Internally, this uses Java's zip library org.apache.tools.zip. If your zip archives each contain many text files it might be faster to drop down into Java and extract them entry by entry, without explicitly unzipped files. look at the source of unzip.m to get some ideas, and also the Java documentation.
I've found 7zip-commandline(Windows) / p7zip(Unix) to be somewhat speedier for this.
[edit]From some quick testing, it seems making a system call to gunzip is faster than using MATLAB's native gunzip. You could give that a try as well.
Just write a new function that imitates basic MATLAB gunzip functionality:
function [] = sunzip(fullfilename,output_dir)

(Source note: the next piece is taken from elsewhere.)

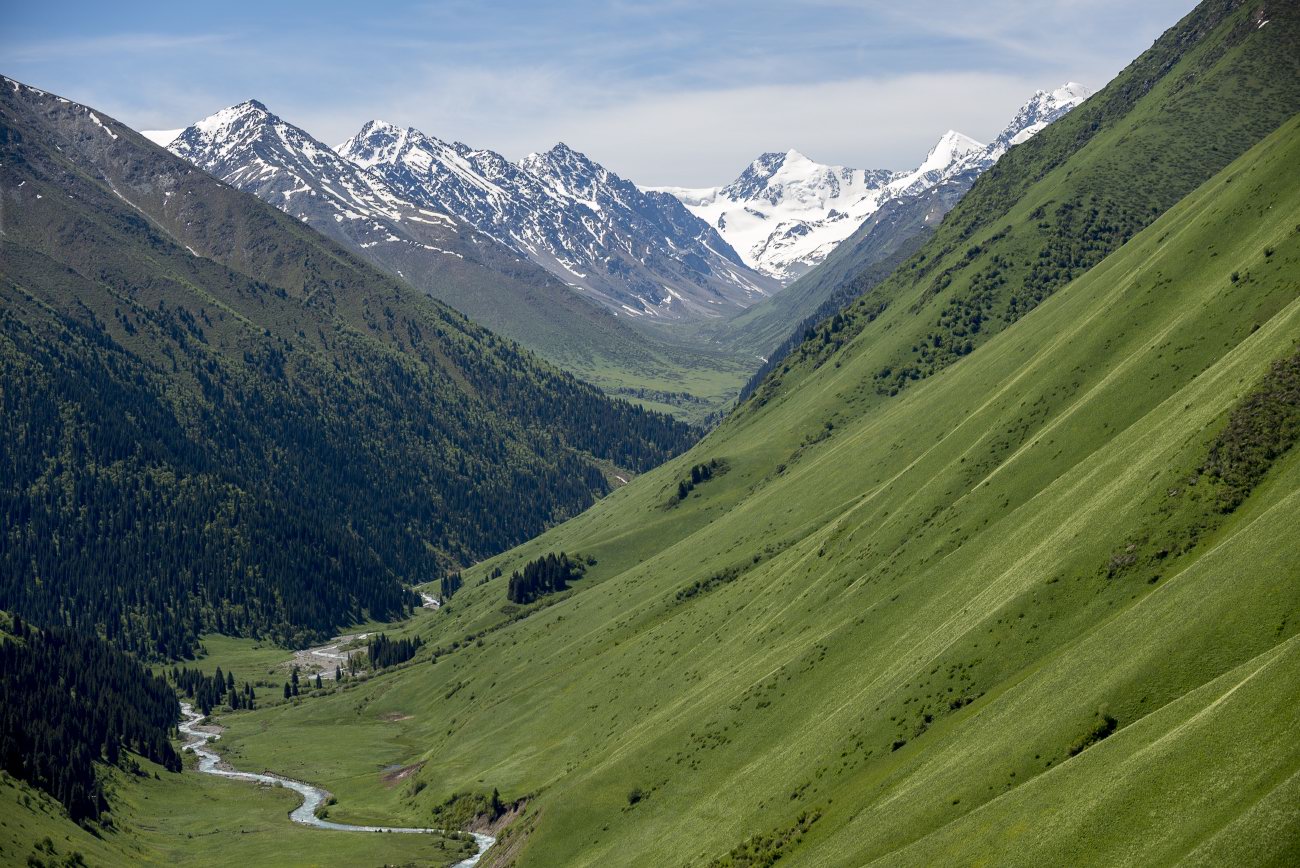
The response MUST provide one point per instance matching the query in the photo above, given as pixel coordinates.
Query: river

if ~exist('output_dir','var'), output_dir = fileparts(fullfilename); end
app_path = '/usr/bin/7za';
switches = ' e'; %extract files ignoring directory structure
options = [' -o' output_dir];
system([app_path switches options '_' fullfilename]);
Then use it as you would use gunzip:
sunzip('/data/time_1000.out.gz',tmp_dir);
With MATLAB's toc timer, I get the following extraction times with 6 uncompressed 114MB ASCII files:
gunzip: 10.15s
sunzip: 7.84s
worked well, just needed a minor change to Max's syntax calling the executable.